Is the author of this quote trying to be ironic to let us know about a matter in our lives that could not be any more serious? To me, he is being ironic because he does not literally mean what is in the text, but regardless of the author’s mood, my interpretation leads me to believe that dependency is one of the most profoundly rooted problems in our society.
The public school teacher may have identified it in a classroom, with kids sitting on their conveniently positioned desks and paying attention to the bossy professor in front of them, waiting to be informed and lectured with everything they are supposed to be learning. However, the situation is replicated wide across our society and it leads to terrifying conclusions:
The human being, though created to be free to act or decide however he or she thinks better, has circumscribed its intellect and capabilities to the very narrow area in which others have already incurred. The number of people that could be considered free-thinkers or outside-of-the-box learners is too reduced. There are only a few people that have strayed from the established system, the current paradigms, and have crafted heterodox ways of explaining the world that, with the passing of time, have acquired prevalence.
The majority of the human population, however, has not yet developed the abilities of free thinking and decision-making. This is significantly due to the permanence of an educational system that gives the illusion to students that they’re learning, when they actually are not. The student enters a classroom and almost unconsciously expects to receive a lecture, conference or exposition from which he or she must take notes and then memorize everything for a standardized test. This would be the natural path to follow in order to approve a course and get a degree with the passing of years. This degree is often confused as a symbol, as a credential that will allow you to presume of your so-called academic preparation in the future, but the question is one and only: Why do we need a piece of paper to tell us what we are prepared to do or not?
The phenomenon of dependency is also manifested through the history of humanity. Ideas shape the world and define their current state. It is in the choice of common people to accept or reject a determined theory in order to let it become the orthodoxy, the current paradigm that everyone follows.
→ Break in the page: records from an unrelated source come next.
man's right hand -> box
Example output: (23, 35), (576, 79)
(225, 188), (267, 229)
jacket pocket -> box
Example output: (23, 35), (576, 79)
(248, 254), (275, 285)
The urge of choosing what new paradigm to adopt makes it important to develop our knowledge; and that has to part from the independency of thought when learning: the same lesson that our public school teacher is trying to point out to us and that could be summarized in the simple phrase: “Think for yourself”.
The only way of demonstrating the accuracy or falseness of a theory, of an idea, is to have developed logical thinking in order to discover the false arguments some ideas take their base on. For example, both socialism and libertarianism are correctly justified according to the people that theorized about both philosophies. It is important, then, to recognize whether they were crafted on premises that are true or premises that are false. Then we would come up with the incredible (but not really surprising) fact that socialism, despite having a bunch of fallacies as foundations, is usually accepted and tolerated by most people. Sometimes without knowing! Go figure why that is.
In the end, the irony used by the author was a mere communicative tool to transmit the message that the majority of the human population can be easily compared to a flock of sheep, because humanity is often led by a few leaders that act like the shepherd.
It is my mission to become one of those leaders that provokes enough questioning, in order that the quest for an answer will trigger a desire of fighting ignorance, a desire of trying to clarify our own ideas and to make decisions based on our own convictions: independency and freedom. What would be the way to make other people adopt the same objectives? Inspiring others to follow me? Refunding the academia? In any case, the lesson of dependency (to rely on other people better “prepared” than us to tell us what to do) cannot continue to be taught unless it is taken as an example of what NOT TO DO.